There are numerous examples showing the importance of planar graphs (or, equivalently, graphs on the sphere) in discrete mathematics. One beautiful example is Steinitz' theorem that the graphs (or 1-skeletons) of the 3-dimentional polytopes are precisely the 3-connected planar graphs. Planar graphs and their duals form an important link between graphs and matroids.
Also graphs on higher surfaces are useful. Consider, for example, the following seemingly simple question of characterizing those graphs that do not contain two disjoint cycles of odd length. This problem was solved by Lovasz using Seymour's deep characterization of the regular matroids.

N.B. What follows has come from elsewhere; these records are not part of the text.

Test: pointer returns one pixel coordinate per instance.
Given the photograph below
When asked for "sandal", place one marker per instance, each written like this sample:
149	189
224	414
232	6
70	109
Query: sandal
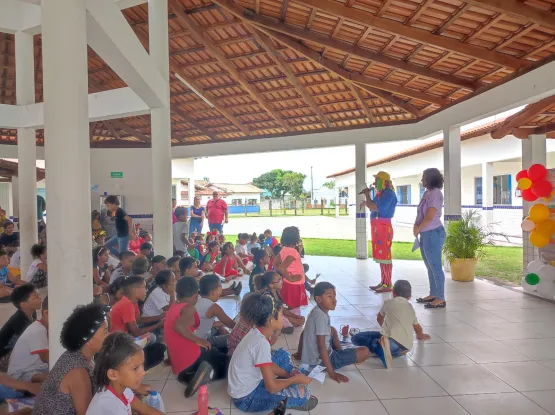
423	300
430	305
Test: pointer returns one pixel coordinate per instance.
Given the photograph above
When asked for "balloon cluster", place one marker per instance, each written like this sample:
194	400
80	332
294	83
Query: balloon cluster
540	279
539	224
533	183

The interesting graphs in this family are those which can be drawn in the projective plane such that all faces are bounded by even cycles. The fact that no such graph has two disjoint odd cycles could be proved by a tedious combinatorial argument. The natural proof, however, is merely a reference to the fact that the projective plane has no two disjoint noncontractible cycles, an immediate consequence of the classification theorem.
Graphs on surfaces play a central role in the deep Robertson-Seymour theory on graph minors. One of the main results of Robertson and Seymour is the following: Any infinite collection of graphs contains two graphs, say G and H, such that H is a minor of G, that is, H can be obtained from G by contracting and deleting edges and deleting isolated vertices. An important consequence (and source of motivation) of this impressive result is an extension of Kuratowski's theorem to higher surfaces: For every fixed surface S, there is a finite collection Forb0(S) of graphs that cannot be drawn on S such that any graph G can be drawn on S if and only if G has no graph in Forb0(S) as a minor.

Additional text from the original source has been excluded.